Daniele Nouy, head of the ECB Supervisory Board, reiterated in an interview on Monday that Monte Paschi and other Italian banks in line for a bailout are “not insolvent, otherwise we would not be talking about precautionary recapitalization.”
Not everyone is convinced the bank, whose woes date back many years, qualifies for this special treatment.
“It is unclear if Monte Paschi meets the BRRD’s exemption criteria, and their use has the appearance of promoting national political concerns over a stricter reading of the newly established European rules,” said Simon Ainsworth, a senior vice president at Moody’s Investors Service. “The plan could risk damaging the credibility of the resolution framework, especially given that it would mark its first major test case.”

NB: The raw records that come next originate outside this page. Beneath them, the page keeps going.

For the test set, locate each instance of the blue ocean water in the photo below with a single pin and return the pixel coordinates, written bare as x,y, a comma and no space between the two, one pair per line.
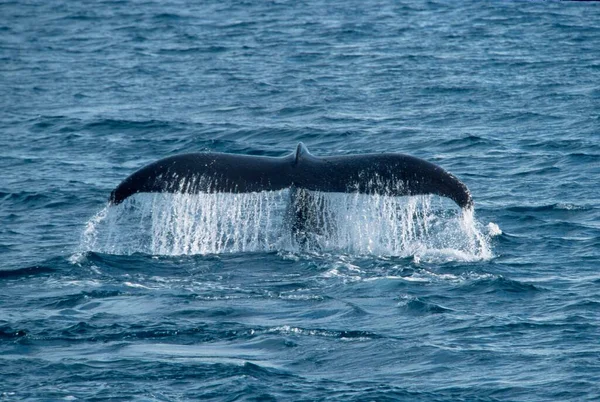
142,303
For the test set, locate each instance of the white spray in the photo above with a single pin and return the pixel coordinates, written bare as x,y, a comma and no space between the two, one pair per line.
213,223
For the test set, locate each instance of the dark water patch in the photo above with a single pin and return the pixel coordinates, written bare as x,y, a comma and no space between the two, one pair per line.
74,300
500,286
10,333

The ECB’s decision on Monte Paschi’s solvency and capital gap was announced by the lender the day after Christmas. The ECB published an explanation of the precautionary recapitalization process a day later, but said little else publicly. On Dec. 29, the Bank of Italy issued a statement that broke down the 8.8 billion-euro rescue into its parts.
Solvency in the case of a precautionary recapitalization is determined based on two criteria, the ECB said: the bank meets its legal minimum capital requirements, and it has no shortfall in the baseline scenario of the relevant stress test.
Monte Paschi passed both tests; in the baseline scenario, based on the European Commission’s economic forecasts, its common equity Tier 1 ratio, a key measure of financial strength, actually rose to 12.2 percent of risk-weighted assets from a starting point of 12.1 percent. By the end of 2016, its CET1 ratio had dropped to 8 percent.
In the view of some ECB Supervisory Board members, while Monte Paschi cleared the hurdles for aid, its viability was bolstered by unrealistic valuations of its bad loan portfolio, the people said. The board gave the all-clear even though the possibility that Monte Paschi sold junior bonds inappropriately to retail investors wasn’t fully reflected in the solvency assessment, they said.
Asked last week if the ECB was under pressure to go easy on struggling banks, Nouy said, “Absolutely not.” The decision to declare a bank failing or likely to fail is a “delicate one,” and while some lenders in the euro area are in “troubled waters,” they can’t be sent into resolution so long as they meet the solvency criteria in European law, she said.
Rome’s political resolve also made it hard for supervisors to object, the people said. The complex decision process needed to put an EU bank into resolution requires so many sign-offs by national and EU agencies that it’s unrealistic to force it upon a country as powerful as Italy if the government has other ideas, they said.
Since the solvency decision was made, the ECB has stayed out of public discussions of Monte Paschi, emphasizing consistently that the European Commission, the EU’s executive arm, is in charge of determining if Italy’s bailout request qualifies for the exemptions in BRRD and if it squares with state-aid rules.
Nouy also made a point of saying that that EU law contains a fail-safe should a supervisor hesitate to pull the resolution trigger when this step is warranted: the Single Resolution Board in Brussels also has this power. But currently, “at least two European institutions think that we’re not there yet,” she said.
The ECB’s role now is to provide data and expertise to the commission as it assesses Italy’s plan for restructuring Monte Paschi, recapitalizing it and restoring it to stability. The Supervisory Board will also have to sign off on the plan for restructuring Monte Paschi and restoring it to health, the people said.
Some lawmakers say the only long-term solution to the issues raised by the Monte Paschi case is to get rid of the precautionary recapitalization tool altogether.
As Belgian lawmaker Philippe Lamberts said to Nouy in the European Parliament last week: “To avoid all of the controversy we find ourselves immersed in today, wouldn’t it have been preferable -- and I won’t conceal that this was our preference -- not to include in the law the possibility of a precautionary recapitalization?”